Astronauts have to be in shape and have to be at least so tall and not too tall. Some of the training probably deals with stretching people or amputation, but that isn't talked about very much. I think Neil Armstrong was shorter, but got stretched. I think they did it using Einstein's math, but possibly not.

You don't have to go through handsome or beautiful school to be an astronaut, but you have to be clean. Being clean makes the other astronauts want to be with you. Too much close living in a tin can can really lead to disagreements if some one is not clean enough.

Now I am just telling it like I see it. There's probably a couple of things I am missing, but generally all the things I've mentioned helps you get selected to be an astronaut. For sure! You also have to be an A personality, trained by NASA, which means you don't have to be an American, just trained by America's space program gurus. Even if you end up in space and you got there riding on a Russian missile, you're still an astronaut, because, that's right, NASA trained you. Otherwise you are probably a cosmonaut. This means the other guys trained you; unless you are trained in China, then you are something else.

Let's get down to a couple of specifics regarding the astronaut selection process. One thing is you have to have "The Right Stuff". I think that means you have to be kind of wild and adventurous, maybe drink some, be willing to fly hurt (but never tell anyone), have a cool car, and it is really going to help if you know how to fly jets. I am not sure why the last thing is so important, since the rocket or shuttle seems to do all the work, but it is a cool thing to be able to fly, so I think NASA likes it if you can.

Or, you can take the other route and be a scientist. It is probably in your favor if you are like two or three kinds of scientists all wrapped into one. Knowing engineering and microbiology would work. Being a journalist with a mean backhand would not. I think being able to play Texas Holdum has become a requisite too. It used to be chess, but that went out with the shuttle program - or so I am told by, you got it - "reliable sources."
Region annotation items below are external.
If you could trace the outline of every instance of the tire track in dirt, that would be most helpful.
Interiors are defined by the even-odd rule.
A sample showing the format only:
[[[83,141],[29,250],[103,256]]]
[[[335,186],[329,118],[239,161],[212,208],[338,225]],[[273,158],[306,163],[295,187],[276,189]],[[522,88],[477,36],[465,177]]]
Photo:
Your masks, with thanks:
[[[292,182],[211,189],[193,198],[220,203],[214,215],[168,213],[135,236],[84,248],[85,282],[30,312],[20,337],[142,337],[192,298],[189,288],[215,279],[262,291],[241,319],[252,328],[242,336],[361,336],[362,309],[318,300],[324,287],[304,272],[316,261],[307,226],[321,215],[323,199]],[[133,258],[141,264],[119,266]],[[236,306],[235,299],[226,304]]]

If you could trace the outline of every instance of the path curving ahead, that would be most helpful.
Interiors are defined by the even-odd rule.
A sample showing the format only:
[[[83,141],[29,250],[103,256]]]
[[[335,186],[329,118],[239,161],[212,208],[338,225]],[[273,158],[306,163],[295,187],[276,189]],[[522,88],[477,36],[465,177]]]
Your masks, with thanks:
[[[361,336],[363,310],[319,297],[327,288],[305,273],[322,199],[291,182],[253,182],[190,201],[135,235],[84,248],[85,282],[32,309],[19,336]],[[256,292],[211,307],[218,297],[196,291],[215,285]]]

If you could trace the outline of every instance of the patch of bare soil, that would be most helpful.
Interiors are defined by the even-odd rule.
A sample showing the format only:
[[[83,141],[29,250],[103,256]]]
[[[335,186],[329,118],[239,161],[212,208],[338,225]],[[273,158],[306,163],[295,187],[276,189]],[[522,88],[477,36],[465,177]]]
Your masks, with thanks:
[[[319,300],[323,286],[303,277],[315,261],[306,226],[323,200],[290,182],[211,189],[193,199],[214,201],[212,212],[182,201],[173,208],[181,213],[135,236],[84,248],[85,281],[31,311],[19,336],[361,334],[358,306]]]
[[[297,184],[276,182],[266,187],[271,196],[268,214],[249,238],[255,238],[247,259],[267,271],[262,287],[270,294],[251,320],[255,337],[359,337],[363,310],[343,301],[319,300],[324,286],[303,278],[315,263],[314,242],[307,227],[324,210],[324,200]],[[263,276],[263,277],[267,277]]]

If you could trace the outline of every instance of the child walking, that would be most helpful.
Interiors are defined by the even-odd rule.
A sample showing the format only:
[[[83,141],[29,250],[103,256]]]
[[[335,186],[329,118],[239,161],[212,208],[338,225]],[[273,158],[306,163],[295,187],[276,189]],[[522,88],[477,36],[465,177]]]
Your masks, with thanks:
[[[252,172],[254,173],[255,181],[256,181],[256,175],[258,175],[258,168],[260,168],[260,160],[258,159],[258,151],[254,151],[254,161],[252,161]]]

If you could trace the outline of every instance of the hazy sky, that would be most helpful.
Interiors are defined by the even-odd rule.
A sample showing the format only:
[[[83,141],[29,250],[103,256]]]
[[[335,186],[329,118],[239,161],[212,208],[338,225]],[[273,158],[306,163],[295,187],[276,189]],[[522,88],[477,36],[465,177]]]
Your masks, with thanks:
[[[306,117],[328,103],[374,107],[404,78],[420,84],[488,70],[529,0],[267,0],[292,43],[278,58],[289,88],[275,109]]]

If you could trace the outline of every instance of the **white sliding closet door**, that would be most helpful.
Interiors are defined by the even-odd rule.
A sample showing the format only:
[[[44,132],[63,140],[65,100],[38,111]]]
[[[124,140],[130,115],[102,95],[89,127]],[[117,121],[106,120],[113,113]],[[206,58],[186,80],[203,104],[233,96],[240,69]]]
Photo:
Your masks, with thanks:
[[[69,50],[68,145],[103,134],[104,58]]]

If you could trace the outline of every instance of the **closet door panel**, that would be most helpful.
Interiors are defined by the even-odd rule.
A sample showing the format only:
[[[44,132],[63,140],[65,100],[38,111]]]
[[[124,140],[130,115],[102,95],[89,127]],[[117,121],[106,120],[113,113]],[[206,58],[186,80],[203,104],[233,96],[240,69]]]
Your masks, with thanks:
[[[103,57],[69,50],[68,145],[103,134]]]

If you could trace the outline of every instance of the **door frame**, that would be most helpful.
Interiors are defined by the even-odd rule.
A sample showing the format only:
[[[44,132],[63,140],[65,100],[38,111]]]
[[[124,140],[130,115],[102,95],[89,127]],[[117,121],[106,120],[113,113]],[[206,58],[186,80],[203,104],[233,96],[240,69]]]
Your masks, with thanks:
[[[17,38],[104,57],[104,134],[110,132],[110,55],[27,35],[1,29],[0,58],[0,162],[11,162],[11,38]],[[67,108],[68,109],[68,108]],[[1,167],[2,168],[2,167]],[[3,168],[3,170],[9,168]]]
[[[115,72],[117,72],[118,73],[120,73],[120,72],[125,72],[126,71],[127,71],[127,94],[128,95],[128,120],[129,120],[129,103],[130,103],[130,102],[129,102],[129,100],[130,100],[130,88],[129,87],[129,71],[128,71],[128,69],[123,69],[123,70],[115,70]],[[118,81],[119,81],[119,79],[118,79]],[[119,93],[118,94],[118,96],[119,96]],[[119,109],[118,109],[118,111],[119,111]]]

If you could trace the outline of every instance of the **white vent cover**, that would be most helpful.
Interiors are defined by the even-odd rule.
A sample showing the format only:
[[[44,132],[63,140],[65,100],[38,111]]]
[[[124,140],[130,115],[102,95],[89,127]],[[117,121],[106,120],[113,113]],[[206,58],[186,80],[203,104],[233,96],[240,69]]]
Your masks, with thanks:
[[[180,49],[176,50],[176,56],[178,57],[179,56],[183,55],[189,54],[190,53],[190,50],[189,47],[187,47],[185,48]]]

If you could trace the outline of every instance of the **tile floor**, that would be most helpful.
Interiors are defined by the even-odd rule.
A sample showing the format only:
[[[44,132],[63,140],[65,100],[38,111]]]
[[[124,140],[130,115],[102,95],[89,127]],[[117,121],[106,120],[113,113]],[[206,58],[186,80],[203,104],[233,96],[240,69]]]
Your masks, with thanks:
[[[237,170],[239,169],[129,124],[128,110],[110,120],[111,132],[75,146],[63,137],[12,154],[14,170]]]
You have to learn how to speak NASA, which means always being positive. If asked about a crash, you gotta say something like, "We are grateful to those who came before us. Their commitment (read dying) has advanced the parameters of the space program greatly." Now, if you say that, you are really going into space - and soon.

What all this means is that if you want to be an astronaut, you should probably get your head examined. Strapped to a ka-zillion gallons of rocket fuel in a flimsy can at the top of a million pounds of thrust soon to be moving at 17,000 plus miles an hour, just so you can experience more weight on your face that the world's heaviest man sitting on you is left of insane on the Jay Leno scale of wacky. For my money, I think I would watch Apollo 13 a few more times before deciding to be "selected" to be an astronaut.

If I did try to become an astronaut, and washed out of the program, I could be assured that I could become many other things: a sparing partner for a Brahma bull, a flag in the middle of a downhill ski slope, perhaps even the guy filming shark attacks in the middle of the ocean.

There's lots to be said about being an astronaut. I think I've said most of the important stuff here. Thank you.